29 May, 2005

1 commit

  • The "unhandled interrupts" catcher, note_interrupt(), increments a global
    desc->irq_count and grossly damages scaling of very large systems, e.g.,
    >192p ia64 Altix, because of this highly contented cacheline, especially
    for timer interrupts. 384p is severely crippled, and 512p is unuseable.

    All calls to note_interrupt() can be disabled by booting with "noirqdebug",
    but this disables the useful interrupt checking for all interrupts.

    I propose eliminating note_interrupt() for all per-CPU interrupts. This
    was the behavior of linux-2.6.10 and earlier, but in 2.6.11 a code
    restructuring added a call to note_interrupt() for per-CPU interrupts.
    Besides, note_interrupt() is a bit racy for concurrent CPU calls anyway, as
    the desc->irq_count++ increment isn't atomic (which, if done, would make
    scaling even worse).

    Signed-off-by: John Hawkes
    Signed-off-by: Andrew Morton
    Signed-off-by: Linus Torvalds

    John Hawkes
     

27 May, 2005

1 commit

  • There is a race in the kernel cpuset code, between the code
    to handle notify_on_release, and the code to remove a cpuset.
    The notify_on_release code can end up trying to access a
    cpuset that has been removed. In the most common case, this
    causes a NULL pointer dereference from the routine cpuset_path.
    However all manner of bad things are possible, in theory at least.

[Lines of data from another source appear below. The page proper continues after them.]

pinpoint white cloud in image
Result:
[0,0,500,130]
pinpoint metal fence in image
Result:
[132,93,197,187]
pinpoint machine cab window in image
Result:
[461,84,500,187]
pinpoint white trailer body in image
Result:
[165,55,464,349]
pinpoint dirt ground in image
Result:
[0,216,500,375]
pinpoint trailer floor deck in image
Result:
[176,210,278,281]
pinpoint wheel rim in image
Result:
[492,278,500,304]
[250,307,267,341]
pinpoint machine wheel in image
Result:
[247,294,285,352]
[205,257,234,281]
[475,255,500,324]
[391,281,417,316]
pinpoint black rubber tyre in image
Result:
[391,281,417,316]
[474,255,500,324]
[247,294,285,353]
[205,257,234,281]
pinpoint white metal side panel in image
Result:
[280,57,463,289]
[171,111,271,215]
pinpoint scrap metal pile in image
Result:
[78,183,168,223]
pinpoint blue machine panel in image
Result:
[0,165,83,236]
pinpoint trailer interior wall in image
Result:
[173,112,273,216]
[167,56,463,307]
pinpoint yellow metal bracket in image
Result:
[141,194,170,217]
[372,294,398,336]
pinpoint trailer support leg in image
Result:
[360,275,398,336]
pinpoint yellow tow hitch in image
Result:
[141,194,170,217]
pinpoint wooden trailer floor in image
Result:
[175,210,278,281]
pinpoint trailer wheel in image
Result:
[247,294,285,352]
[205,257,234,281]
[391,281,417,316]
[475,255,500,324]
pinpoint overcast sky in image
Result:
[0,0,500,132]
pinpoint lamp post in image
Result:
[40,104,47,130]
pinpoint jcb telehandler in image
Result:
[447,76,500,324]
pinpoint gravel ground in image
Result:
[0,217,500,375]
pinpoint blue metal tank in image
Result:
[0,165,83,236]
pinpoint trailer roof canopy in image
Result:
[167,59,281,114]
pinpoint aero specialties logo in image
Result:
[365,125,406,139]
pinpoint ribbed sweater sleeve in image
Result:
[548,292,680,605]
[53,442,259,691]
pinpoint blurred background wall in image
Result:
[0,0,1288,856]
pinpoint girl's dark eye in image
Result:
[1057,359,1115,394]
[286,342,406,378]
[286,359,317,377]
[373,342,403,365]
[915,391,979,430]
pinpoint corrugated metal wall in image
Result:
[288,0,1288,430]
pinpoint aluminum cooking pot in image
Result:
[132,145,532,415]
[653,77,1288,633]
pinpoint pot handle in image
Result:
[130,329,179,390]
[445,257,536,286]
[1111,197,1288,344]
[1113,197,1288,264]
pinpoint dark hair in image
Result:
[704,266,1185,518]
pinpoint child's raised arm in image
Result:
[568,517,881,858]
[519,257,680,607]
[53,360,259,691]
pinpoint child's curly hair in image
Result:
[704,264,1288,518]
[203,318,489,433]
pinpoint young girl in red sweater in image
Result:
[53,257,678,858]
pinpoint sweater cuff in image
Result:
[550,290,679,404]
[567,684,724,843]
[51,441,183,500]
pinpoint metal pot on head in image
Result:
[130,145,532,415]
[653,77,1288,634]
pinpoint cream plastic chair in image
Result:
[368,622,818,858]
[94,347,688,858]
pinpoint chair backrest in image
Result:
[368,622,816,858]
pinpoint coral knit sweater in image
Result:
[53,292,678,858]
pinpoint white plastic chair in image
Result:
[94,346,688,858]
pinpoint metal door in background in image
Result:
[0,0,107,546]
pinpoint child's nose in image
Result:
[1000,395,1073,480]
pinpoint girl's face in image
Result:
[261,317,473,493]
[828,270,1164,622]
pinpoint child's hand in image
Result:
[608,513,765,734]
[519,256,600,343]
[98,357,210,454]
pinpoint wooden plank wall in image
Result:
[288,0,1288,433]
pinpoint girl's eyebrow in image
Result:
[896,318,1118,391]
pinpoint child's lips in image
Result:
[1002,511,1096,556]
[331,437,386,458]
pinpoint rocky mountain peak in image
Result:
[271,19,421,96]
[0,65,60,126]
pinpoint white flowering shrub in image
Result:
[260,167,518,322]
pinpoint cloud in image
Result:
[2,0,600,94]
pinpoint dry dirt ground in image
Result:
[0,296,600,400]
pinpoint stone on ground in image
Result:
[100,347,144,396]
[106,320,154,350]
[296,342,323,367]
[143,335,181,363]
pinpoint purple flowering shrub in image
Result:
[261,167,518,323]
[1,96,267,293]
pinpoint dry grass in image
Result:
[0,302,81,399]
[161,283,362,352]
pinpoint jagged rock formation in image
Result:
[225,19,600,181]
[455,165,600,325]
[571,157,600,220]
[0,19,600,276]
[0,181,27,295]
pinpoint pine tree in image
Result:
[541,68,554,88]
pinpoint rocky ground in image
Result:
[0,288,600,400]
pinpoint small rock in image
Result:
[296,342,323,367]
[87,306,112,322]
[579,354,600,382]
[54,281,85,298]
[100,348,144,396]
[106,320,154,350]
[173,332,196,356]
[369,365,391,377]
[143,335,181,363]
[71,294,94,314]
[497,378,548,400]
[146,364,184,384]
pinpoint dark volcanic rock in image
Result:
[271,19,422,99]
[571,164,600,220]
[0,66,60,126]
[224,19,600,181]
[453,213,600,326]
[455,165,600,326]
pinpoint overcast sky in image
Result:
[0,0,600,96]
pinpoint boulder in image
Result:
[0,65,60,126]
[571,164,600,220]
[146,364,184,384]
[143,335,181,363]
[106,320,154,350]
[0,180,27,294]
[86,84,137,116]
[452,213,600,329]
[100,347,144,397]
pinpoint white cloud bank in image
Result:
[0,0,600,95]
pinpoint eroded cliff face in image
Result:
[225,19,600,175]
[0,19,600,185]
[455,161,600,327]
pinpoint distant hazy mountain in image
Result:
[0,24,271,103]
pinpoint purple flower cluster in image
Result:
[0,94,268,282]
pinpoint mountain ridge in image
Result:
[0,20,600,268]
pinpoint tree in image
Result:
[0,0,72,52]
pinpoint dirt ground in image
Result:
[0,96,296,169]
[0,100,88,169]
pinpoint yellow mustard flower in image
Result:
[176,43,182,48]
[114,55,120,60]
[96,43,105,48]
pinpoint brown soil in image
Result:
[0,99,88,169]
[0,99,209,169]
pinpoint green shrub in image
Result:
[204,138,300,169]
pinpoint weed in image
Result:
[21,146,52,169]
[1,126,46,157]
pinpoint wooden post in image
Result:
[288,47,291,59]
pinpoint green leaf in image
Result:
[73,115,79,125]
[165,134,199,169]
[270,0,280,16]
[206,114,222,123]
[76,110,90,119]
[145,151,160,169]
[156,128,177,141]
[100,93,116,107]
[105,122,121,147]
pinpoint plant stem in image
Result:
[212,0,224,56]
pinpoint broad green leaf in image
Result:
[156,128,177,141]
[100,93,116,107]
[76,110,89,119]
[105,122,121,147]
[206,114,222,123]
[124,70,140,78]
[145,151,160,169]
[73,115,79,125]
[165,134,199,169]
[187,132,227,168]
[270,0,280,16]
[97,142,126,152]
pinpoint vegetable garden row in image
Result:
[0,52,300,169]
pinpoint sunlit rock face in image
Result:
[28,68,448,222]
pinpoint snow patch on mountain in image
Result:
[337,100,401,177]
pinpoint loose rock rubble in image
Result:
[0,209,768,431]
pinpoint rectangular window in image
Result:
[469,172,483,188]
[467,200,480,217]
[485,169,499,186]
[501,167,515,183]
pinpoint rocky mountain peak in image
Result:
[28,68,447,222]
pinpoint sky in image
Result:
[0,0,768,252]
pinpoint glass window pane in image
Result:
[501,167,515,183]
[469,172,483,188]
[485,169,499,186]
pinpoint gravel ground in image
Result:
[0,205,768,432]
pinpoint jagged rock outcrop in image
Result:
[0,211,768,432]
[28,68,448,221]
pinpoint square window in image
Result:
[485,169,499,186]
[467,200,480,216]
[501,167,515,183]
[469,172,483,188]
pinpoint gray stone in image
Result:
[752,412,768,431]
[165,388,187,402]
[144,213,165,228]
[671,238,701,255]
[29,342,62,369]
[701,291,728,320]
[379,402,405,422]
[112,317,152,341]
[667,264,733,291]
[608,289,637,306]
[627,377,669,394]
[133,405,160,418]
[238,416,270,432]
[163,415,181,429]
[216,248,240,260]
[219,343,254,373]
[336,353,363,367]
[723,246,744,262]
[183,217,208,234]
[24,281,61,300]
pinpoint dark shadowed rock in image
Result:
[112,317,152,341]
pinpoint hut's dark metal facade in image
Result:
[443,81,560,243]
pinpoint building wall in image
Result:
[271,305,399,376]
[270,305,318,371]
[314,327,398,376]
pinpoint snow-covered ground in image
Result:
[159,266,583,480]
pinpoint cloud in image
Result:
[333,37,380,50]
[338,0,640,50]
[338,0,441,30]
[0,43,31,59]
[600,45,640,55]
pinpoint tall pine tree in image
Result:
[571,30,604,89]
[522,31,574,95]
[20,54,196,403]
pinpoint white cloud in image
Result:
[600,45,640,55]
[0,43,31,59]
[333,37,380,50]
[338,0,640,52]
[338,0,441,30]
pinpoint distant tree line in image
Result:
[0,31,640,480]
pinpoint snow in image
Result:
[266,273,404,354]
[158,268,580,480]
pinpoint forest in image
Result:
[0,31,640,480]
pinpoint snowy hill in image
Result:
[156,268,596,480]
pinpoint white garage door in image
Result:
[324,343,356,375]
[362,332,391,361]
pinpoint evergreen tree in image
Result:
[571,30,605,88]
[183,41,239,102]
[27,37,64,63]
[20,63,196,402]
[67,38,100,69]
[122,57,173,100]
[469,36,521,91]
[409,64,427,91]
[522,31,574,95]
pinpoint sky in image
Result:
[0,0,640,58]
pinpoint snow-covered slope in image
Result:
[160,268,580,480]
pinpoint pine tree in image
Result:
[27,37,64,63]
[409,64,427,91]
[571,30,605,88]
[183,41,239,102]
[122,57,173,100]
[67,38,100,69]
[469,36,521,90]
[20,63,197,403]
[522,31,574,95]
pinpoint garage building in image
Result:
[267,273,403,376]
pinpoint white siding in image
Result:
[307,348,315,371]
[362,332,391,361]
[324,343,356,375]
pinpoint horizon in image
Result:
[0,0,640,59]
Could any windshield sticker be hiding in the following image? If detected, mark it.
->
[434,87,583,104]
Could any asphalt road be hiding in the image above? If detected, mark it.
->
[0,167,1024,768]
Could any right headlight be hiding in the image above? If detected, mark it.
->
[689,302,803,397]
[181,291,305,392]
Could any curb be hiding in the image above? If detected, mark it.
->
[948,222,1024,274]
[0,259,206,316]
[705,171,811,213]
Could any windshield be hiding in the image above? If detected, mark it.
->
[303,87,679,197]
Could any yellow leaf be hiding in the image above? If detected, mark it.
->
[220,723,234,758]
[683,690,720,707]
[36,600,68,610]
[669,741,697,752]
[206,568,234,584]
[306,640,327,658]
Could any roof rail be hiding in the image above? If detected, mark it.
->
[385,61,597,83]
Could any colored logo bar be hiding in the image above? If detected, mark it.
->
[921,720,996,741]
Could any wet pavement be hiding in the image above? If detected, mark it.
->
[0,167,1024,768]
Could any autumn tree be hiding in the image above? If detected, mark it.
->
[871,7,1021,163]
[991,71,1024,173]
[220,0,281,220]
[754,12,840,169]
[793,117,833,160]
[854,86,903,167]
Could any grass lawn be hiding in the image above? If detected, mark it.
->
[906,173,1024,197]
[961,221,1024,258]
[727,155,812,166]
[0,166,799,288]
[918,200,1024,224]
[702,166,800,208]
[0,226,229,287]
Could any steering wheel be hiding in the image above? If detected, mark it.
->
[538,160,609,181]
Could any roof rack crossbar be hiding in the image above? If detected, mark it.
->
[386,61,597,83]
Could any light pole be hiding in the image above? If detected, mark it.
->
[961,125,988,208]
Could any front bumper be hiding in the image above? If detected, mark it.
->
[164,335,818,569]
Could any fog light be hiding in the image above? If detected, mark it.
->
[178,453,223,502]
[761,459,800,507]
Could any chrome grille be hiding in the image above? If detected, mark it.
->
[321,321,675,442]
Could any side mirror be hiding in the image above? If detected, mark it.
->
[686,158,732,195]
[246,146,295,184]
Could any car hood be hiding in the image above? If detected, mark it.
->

    The existing code decrements the cpuset use count, and if the
    count goes to zero, processes the notify_on_release request,
    if appropriate. However, once the count goes to zero, unless we
    are holding the global cpuset_sem semaphore, there is nothing to
    stop another task from immediately removing the cpuset entirely,
    and recycling its memory.

    The obvious fix would be to always hold the cpuset_sem
    semaphore while decrementing the use count and dealing with
    notify_on_release. However we don't want to force a global
    semaphore into the mainline task exit path, as that might create
    a scaling problem.

    The actual fix is almost as easy - since this is only an issue
    for cpusets using notify_on_release, which the top level big
    cpusets don't normally need to use, only take the cpuset_sem
    for cpusets using notify_on_release.

    This code has been run for hours without a hiccup, while running
    a cpuset create/destroy stress test that could crash the existing
    kernel in seconds. This patch applies to the current -linus
    git kernel.

    Signed-off-by: Paul Jackson
    Acked-by: Simon Derr
    Acked-by: Dinakar Guniguntala
    Signed-off-by: Linus Torvalds

    Paul Jackson
     

25 May, 2005

1 commit

  • If SIGKILL does not have priority, we cannot instantly kill task before it
    makes some unexpected job. It can be critical, but we were unable to
    reproduce this easily until Heiko Carstens
    reported this problem on LKML.

    Signed-Off-By: Kirill Korotaev
    Signed-Off-By: Alexey Kuznetsov
    Signed-off-by: Andrew Morton
    Signed-off-by: Linus Torvalds

    Kirill Korotaev
     

22 May, 2005

1 commit

  • In _spin_unlock_bh(lock):
    do { \
    _raw_spin_unlock(lock); \
    preempt_enable(); \
    local_bh_enable(); \
    __release(lock); \
    } while (0)

    there is no reason for using preempt_enable() instead of a simple
    preempt_enable_no_resched()

    Since we know bottom halves are disabled, preempt_schedule() will always
    return at once (preempt_count!=0), and hence preempt_check_resched() is
    useless here...

    This fixes it by using "preempt_enable_no_resched()" instead of the
    "preempt_enable()", and thus avoids the useless preempt_check_resched()
    just before re-enabling bottom halves.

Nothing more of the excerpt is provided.